Впрочем, я отлично представляю себе Кейт, которая не в силах расстаться с оригиналами. Отцовское наследие и так распродано ею по частичкам – каждую частичку она, наверное, от сердца отрывала…
– А вдруг Кейт нас таким способом предостерегает? – неуверенно говорит Тея.
Качаю головой.
– Предостеречь нас, отдав рисунки, она и на мельнице могла. Какой смысл отправлять их по почте?
– Верно… – кивает Фатима. – Нелогично.
Ее слова неприятно отдаются в груди пугающим эхом.
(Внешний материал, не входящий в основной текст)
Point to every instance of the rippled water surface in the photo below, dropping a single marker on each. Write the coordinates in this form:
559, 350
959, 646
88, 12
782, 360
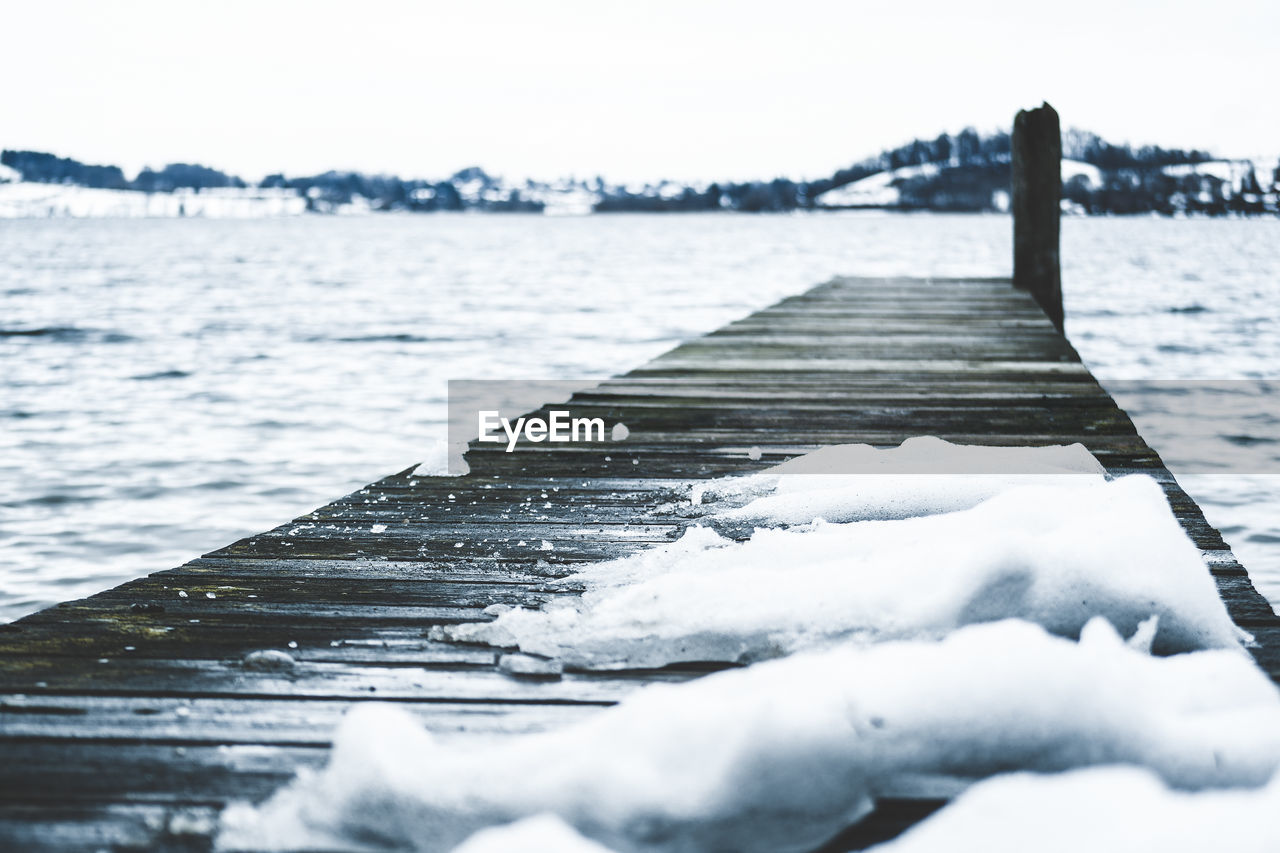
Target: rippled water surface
169, 386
И внезапно я вспоминаю свои ночные размышления – тоже о несостыковке; размышления и сомнения, задвинутые сегодня на задний план коричневыми конвертами.
Допиваю капучино, ставлю чашку на блюдце – она звякает громче, чем положено, выдает мою нервозность. Вот бы мне ошибиться. Вот бы Фатима с Теей развеяли, в пух и прах разнесли мои соображения! Увы, едва ли это возможно.
– Кстати, о несостыковках, – с усилием произношу я, и Фатима с Теей одновременно поднимают взгляды.